'Je schrijnt mijn huid met blote handen'
Ted van Lieshout (1955) is elf als hij meneer Timmerman ontmoet. Langzaam maar zeker verandert de relatie in een verhouding die we tegenwoordig afkeuren. In 2012 publiceert Van Lieshout de roman Mijn meneer die gebaseerd is op deze bijzondere relatie. De roman leidt tot veel discussies, waarbij de auteur regelmatig de vraag krijgt welke invloed de relatie op zijn verdere leven heeft gehad. In de roman Schuldig kind geeft Van Lieshout antwoord op die vraag.

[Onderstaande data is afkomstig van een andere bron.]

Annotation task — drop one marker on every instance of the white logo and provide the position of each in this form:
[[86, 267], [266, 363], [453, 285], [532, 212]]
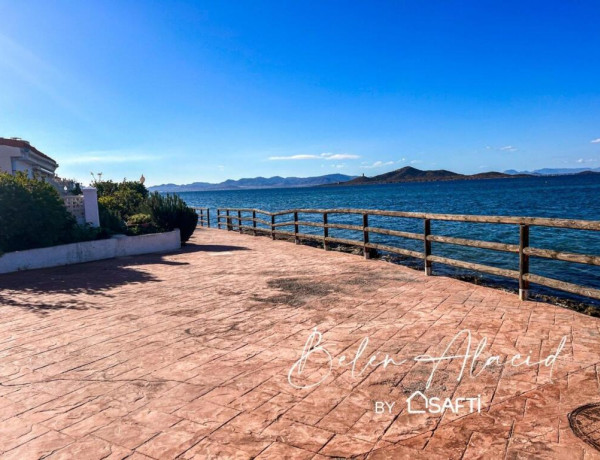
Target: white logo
[[435, 405]]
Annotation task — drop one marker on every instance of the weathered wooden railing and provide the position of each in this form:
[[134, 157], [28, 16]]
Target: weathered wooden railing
[[203, 216], [233, 219]]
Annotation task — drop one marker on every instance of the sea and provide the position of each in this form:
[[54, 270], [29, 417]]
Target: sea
[[565, 197]]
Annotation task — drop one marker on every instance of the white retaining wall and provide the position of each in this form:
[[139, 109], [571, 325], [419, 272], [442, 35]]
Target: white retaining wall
[[88, 251]]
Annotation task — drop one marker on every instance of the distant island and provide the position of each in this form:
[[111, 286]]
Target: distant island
[[406, 174], [410, 174], [255, 183]]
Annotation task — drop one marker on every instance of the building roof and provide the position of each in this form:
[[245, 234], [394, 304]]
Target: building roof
[[22, 144]]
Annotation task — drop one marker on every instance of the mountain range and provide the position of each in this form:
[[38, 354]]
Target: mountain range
[[552, 171], [410, 174], [406, 174], [255, 183]]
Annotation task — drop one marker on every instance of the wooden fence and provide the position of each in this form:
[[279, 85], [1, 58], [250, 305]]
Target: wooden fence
[[235, 219], [203, 216]]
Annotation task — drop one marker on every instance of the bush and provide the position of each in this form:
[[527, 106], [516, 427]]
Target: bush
[[170, 212], [125, 198], [141, 224], [32, 214]]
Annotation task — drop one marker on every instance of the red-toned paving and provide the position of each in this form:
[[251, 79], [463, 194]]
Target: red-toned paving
[[187, 355]]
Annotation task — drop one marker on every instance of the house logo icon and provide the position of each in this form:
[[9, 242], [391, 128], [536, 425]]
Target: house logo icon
[[413, 401]]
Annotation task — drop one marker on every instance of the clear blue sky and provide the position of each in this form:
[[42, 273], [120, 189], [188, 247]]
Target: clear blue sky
[[204, 91]]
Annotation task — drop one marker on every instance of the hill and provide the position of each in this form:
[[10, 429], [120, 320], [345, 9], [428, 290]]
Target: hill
[[255, 183], [410, 174]]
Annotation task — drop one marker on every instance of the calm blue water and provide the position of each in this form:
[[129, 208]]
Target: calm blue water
[[574, 197]]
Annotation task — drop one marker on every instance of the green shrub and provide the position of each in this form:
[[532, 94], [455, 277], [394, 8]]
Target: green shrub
[[126, 198], [141, 224], [170, 212], [140, 219], [32, 214]]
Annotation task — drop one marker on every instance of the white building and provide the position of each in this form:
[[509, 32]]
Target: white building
[[18, 155]]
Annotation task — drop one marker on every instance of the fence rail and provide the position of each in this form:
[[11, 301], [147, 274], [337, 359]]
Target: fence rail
[[203, 216], [239, 218]]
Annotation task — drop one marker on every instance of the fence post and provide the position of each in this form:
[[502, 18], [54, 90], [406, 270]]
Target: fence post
[[365, 236], [90, 206], [523, 262], [296, 241], [325, 232], [272, 226], [427, 253]]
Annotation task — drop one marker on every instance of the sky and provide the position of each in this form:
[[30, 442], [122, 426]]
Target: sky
[[212, 90]]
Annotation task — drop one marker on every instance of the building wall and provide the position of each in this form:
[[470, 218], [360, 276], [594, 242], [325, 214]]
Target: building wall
[[5, 154], [16, 159]]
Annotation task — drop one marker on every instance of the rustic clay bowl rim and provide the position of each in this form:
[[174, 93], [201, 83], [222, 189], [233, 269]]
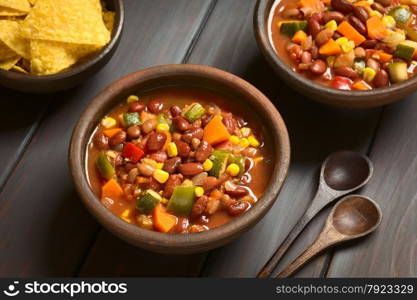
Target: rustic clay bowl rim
[[78, 68], [179, 243], [354, 99]]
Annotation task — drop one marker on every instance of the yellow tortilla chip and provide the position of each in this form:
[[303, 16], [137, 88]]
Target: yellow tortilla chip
[[75, 21], [9, 63], [49, 57], [10, 35], [21, 5]]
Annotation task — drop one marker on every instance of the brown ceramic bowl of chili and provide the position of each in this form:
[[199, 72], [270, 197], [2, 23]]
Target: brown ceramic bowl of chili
[[179, 158], [344, 53]]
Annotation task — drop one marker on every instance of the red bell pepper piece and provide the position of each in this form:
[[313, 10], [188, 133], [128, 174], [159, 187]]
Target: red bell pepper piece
[[342, 83], [132, 152]]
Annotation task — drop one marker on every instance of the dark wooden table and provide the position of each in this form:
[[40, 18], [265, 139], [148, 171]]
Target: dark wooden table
[[45, 231]]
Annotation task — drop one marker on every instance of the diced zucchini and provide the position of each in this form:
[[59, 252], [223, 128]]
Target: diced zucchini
[[400, 14], [147, 201], [105, 168], [398, 71], [130, 119], [291, 27], [219, 159], [182, 200]]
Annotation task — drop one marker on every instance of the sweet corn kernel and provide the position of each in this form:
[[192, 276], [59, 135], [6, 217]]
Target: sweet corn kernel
[[253, 141], [244, 143], [172, 149], [162, 127], [234, 139], [245, 131], [132, 98], [368, 74], [233, 169], [199, 191], [331, 25], [160, 176], [187, 182], [108, 122], [207, 165]]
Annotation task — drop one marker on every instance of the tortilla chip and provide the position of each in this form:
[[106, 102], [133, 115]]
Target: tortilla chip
[[10, 35], [75, 21], [49, 57], [9, 63], [20, 5]]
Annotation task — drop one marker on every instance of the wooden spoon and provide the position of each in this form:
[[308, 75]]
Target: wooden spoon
[[352, 217], [341, 173]]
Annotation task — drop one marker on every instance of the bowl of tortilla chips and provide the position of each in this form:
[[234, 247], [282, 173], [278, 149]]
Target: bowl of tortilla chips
[[53, 45]]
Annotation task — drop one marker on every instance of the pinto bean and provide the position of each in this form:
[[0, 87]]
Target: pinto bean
[[203, 151], [190, 169], [156, 140]]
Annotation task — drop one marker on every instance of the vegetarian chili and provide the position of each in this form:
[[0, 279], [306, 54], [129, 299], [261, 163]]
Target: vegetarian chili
[[172, 160], [344, 44]]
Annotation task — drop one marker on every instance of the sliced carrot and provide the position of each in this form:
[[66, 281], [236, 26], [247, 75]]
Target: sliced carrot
[[361, 86], [351, 33], [112, 190], [111, 132], [330, 48], [299, 37], [376, 28], [163, 221], [215, 132]]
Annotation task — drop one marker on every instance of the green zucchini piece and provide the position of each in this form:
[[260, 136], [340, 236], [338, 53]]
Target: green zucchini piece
[[195, 112], [182, 200], [104, 166], [147, 201], [219, 159], [398, 71], [400, 14], [290, 28], [130, 119]]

Vlak voor het avondeten krijgt de vriend van Teds moeder een hartaanval. Terwijl zijn moeder mee gaat naar het ziekenhuis, blijft Ted alleen achter. Hij redt de verse asperges, ruimt de eettafel af en bidt tot Maria. Tot zijn stomme verbazing krijgt hij antwoord. Het verwart hem, want hij gelooft niet in Maria, niet in de Bijbel en niet in de God uit die bijbel. Al snel heeft hij door dat hij niet met Maria spreekt, maar met zijn eigen ik, vierenveertig jaar ouder dan dat hij zelf is.

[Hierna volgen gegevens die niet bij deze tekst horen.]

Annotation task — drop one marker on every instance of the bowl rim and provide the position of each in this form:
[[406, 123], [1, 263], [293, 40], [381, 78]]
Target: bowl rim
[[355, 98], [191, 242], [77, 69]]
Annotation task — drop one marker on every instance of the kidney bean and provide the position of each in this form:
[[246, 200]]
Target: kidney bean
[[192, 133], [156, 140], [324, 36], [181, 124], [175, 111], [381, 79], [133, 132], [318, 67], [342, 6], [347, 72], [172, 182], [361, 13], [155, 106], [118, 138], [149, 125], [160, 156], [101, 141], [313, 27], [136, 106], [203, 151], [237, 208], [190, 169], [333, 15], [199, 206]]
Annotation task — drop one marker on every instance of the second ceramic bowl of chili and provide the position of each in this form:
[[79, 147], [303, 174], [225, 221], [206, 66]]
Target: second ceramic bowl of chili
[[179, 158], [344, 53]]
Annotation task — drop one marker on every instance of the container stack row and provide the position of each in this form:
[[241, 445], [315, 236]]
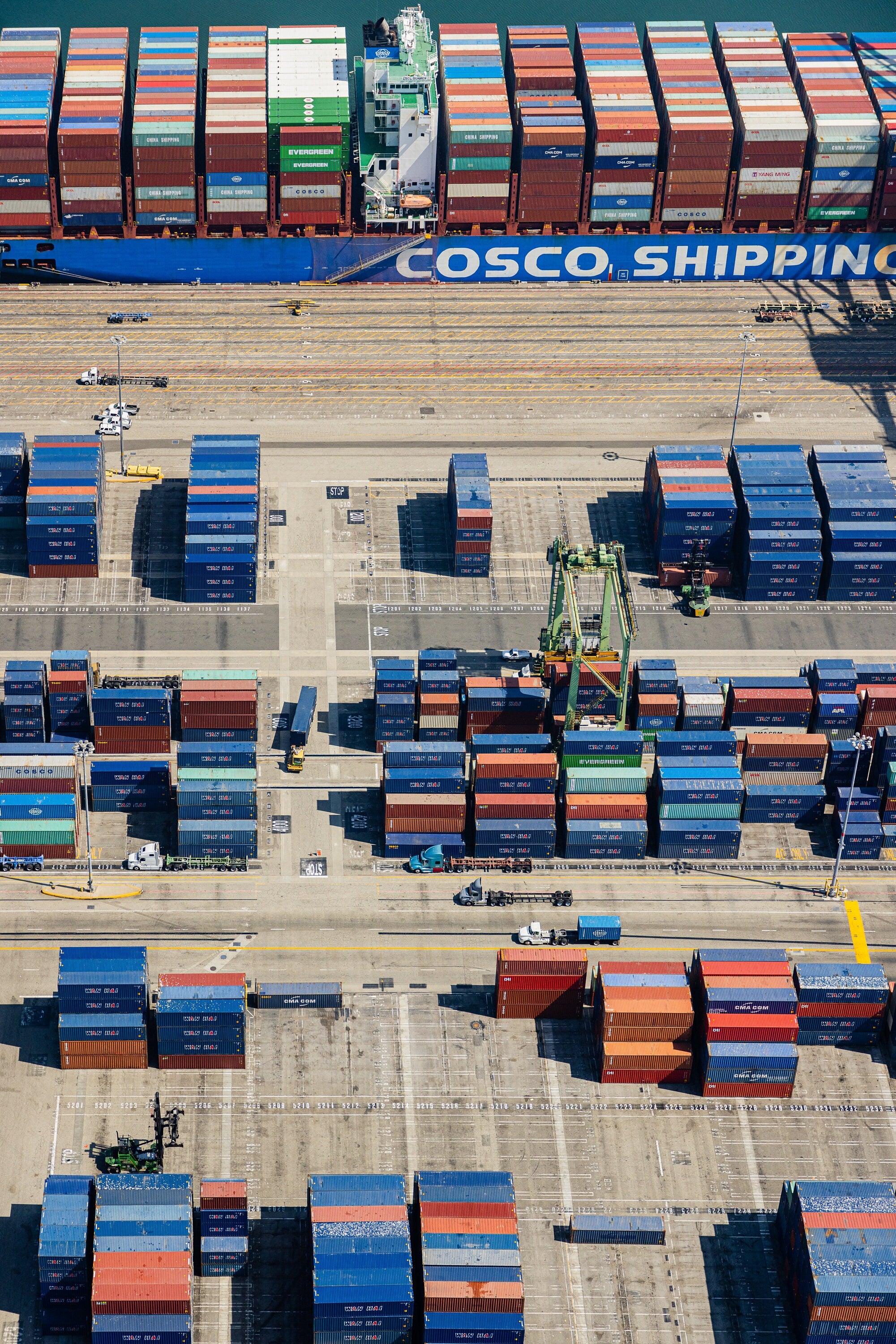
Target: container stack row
[[780, 556], [237, 127], [656, 697], [104, 1000], [65, 1254], [839, 1241], [394, 701], [699, 804], [593, 698], [223, 1228], [604, 795], [770, 128], [550, 134], [688, 500], [64, 506], [221, 549], [438, 697], [424, 797], [840, 1004], [857, 502], [514, 801], [14, 459], [483, 1292], [141, 1284], [29, 68], [698, 131], [308, 121], [784, 777], [624, 129], [845, 131], [164, 128], [132, 719], [129, 785], [362, 1271], [643, 1022], [506, 705], [69, 689], [471, 514], [96, 97], [477, 132], [39, 804], [201, 1021], [876, 56], [540, 983], [747, 1018], [25, 689]]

Er ontstaat een gesprek waarin de jonge Ted aan het aftasten is. Wat kan en mag en wat maakt hem eventueel schuldig aan alles wat er gebeurt in zijn leven. Zal zijn moeder hem de deur wijzen als hij vertelt dat hij homo is? Zal men hem veroordelen omdat hij seks tegen betaling heeft met andere mannen? Is hij schuldig aan het misbruik door Timmerman? Waarom schaamt hij zich zo? De oudere Ted weigert antwoorden te geven. Een slimme constructie van Van Lieshout, want daardoor kan hij de jonge Ted volledig in zijn waarde laten. Er zijn geen oordelen, er wordt alleen geluisterd. Het geeft Ted de kans om te reflecteren op zijn leven tot nu toe.

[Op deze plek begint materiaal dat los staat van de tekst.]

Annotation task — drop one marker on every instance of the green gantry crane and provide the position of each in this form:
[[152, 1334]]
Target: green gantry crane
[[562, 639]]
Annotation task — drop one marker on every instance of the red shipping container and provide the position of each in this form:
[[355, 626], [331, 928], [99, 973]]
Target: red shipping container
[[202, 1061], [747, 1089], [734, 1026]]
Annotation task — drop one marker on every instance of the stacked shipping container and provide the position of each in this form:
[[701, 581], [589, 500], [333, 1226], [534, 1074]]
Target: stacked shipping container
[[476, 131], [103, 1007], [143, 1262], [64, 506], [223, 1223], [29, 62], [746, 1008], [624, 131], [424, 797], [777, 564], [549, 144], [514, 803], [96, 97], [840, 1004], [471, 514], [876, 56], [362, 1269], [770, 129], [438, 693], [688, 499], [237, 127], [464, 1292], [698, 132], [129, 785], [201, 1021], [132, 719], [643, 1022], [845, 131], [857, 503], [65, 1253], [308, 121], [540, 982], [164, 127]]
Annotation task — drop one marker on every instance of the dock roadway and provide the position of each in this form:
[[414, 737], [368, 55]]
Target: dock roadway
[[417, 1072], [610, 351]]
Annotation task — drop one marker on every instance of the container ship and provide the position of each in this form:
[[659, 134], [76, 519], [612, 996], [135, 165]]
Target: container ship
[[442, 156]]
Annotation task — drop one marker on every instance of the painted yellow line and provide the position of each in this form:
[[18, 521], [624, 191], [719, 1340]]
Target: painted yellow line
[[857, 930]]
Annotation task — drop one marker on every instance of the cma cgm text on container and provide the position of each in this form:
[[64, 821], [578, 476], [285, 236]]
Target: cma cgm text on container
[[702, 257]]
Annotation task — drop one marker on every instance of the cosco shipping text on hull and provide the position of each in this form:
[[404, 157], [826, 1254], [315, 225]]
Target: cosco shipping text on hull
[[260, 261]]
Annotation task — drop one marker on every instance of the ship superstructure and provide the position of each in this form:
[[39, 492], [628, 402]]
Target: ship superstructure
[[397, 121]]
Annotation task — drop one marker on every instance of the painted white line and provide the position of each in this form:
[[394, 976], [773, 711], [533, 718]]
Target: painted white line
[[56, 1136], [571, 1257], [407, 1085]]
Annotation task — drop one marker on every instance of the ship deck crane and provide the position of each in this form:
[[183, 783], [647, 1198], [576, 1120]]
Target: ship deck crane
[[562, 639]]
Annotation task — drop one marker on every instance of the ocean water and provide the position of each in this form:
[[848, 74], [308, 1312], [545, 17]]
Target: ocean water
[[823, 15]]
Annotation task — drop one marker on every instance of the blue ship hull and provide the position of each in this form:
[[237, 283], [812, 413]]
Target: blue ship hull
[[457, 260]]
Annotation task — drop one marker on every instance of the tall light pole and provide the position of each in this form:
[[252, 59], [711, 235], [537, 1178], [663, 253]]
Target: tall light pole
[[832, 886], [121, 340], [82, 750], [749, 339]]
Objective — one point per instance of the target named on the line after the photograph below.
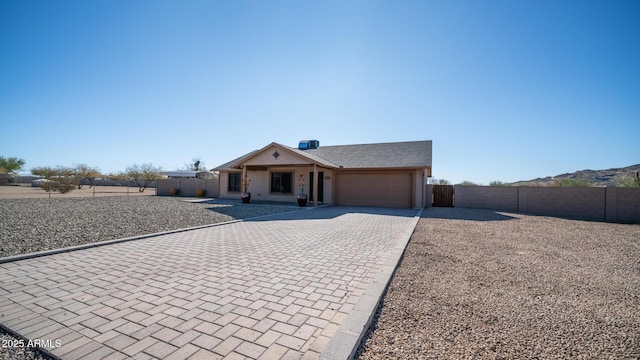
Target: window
(234, 182)
(281, 182)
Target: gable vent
(308, 144)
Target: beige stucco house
(383, 174)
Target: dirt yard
(477, 284)
(25, 191)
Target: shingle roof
(410, 154)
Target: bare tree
(11, 163)
(85, 172)
(60, 178)
(143, 175)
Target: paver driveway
(274, 287)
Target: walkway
(276, 287)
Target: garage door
(374, 189)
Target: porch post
(244, 178)
(315, 185)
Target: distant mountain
(608, 177)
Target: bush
(62, 186)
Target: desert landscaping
(472, 283)
(478, 284)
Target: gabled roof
(410, 154)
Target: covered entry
(385, 189)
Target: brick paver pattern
(275, 287)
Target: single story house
(383, 174)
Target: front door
(320, 186)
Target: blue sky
(507, 90)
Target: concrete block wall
(503, 198)
(587, 203)
(428, 193)
(623, 204)
(188, 187)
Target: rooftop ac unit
(308, 144)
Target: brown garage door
(374, 189)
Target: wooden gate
(443, 195)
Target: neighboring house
(384, 174)
(6, 177)
(188, 174)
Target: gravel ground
(30, 225)
(476, 284)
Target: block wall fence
(614, 204)
(188, 187)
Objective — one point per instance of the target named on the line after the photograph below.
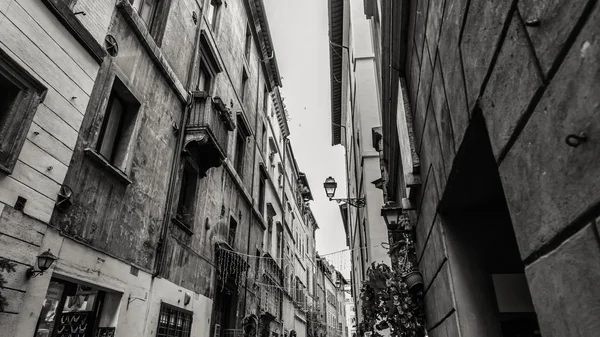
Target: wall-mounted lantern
(44, 261)
(330, 186)
(391, 213)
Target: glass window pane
(111, 128)
(49, 308)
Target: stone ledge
(564, 283)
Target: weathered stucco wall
(532, 69)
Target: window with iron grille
(174, 322)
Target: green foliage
(387, 302)
(6, 266)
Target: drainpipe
(160, 249)
(252, 191)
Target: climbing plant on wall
(5, 267)
(390, 298)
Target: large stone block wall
(533, 69)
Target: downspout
(160, 249)
(252, 191)
(293, 263)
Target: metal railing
(232, 333)
(204, 117)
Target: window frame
(167, 309)
(233, 225)
(248, 43)
(212, 22)
(101, 95)
(120, 90)
(187, 224)
(244, 83)
(16, 121)
(240, 153)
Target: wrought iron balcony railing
(207, 130)
(232, 333)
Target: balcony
(207, 131)
(232, 333)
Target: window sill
(5, 169)
(98, 159)
(182, 225)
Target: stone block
(447, 328)
(434, 21)
(410, 45)
(482, 30)
(564, 287)
(438, 298)
(423, 93)
(420, 22)
(547, 182)
(427, 208)
(179, 38)
(431, 152)
(511, 86)
(434, 253)
(413, 82)
(452, 70)
(442, 116)
(8, 323)
(556, 20)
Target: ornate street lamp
(44, 261)
(330, 186)
(392, 214)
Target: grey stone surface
(557, 19)
(413, 83)
(438, 299)
(482, 30)
(513, 82)
(433, 152)
(426, 211)
(434, 21)
(433, 253)
(564, 287)
(452, 71)
(423, 93)
(548, 183)
(420, 22)
(442, 117)
(448, 328)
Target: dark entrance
(488, 273)
(70, 309)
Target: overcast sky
(300, 35)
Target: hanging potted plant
(404, 251)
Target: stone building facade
(330, 308)
(355, 112)
(146, 147)
(489, 141)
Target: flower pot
(414, 280)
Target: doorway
(76, 309)
(491, 290)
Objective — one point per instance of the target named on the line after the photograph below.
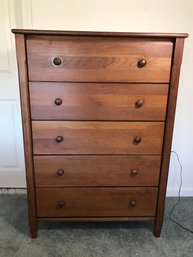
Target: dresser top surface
(101, 33)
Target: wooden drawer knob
(132, 203)
(141, 63)
(60, 172)
(134, 172)
(59, 139)
(58, 101)
(57, 61)
(60, 204)
(139, 103)
(136, 140)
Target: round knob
(59, 139)
(60, 172)
(57, 61)
(60, 204)
(136, 140)
(141, 63)
(134, 172)
(132, 203)
(58, 101)
(139, 103)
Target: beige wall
(139, 16)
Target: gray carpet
(131, 239)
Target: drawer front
(88, 101)
(97, 59)
(85, 202)
(121, 170)
(76, 137)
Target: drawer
(93, 59)
(81, 170)
(94, 101)
(84, 202)
(78, 137)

Het perspectief ligt in eerste instantie bij de jonge Ted, wat de lezer de ruimte biedt om dichtbij te komen en te begrijpen waarom Ted bepaalde stappen zet. Iedere stap lijkt logisch en onontkoombaar, ook voor Ted, maar toch voelt hij zich steeds schuldig. Dit soort tegenstellingen vormen een terugkerend motief in het boek. Onschuldig zijn, maar je schuldig voelen. Zeggen dat je niet bang bent, maar toch hard fietsen als je door een tunnel moet. Slechte dingen doen, maar niet slecht zijn: het geeft precies weer hoe verwarrend volwassen worden kan zijn.
Hoewel de thematiek beladen is, maakt Van Lieshout Schuldig kind nergens tot een zwaar verhaal. Het gesprek tussen Ted en zijn oudere ik is regelmatig ronduit humoristisch en ongedwongen. Net zoals in de gedichten van Van Lieshout zit de lading ook in wat er niet gezegd wordt: "Er was verder niemand die ooit zei dat ik een mooi lijf had." Juist deze zinnen maken het verhaal intiem, zo intiem dat je je als lezer overbodig voelt, alsof je een gluurder bent.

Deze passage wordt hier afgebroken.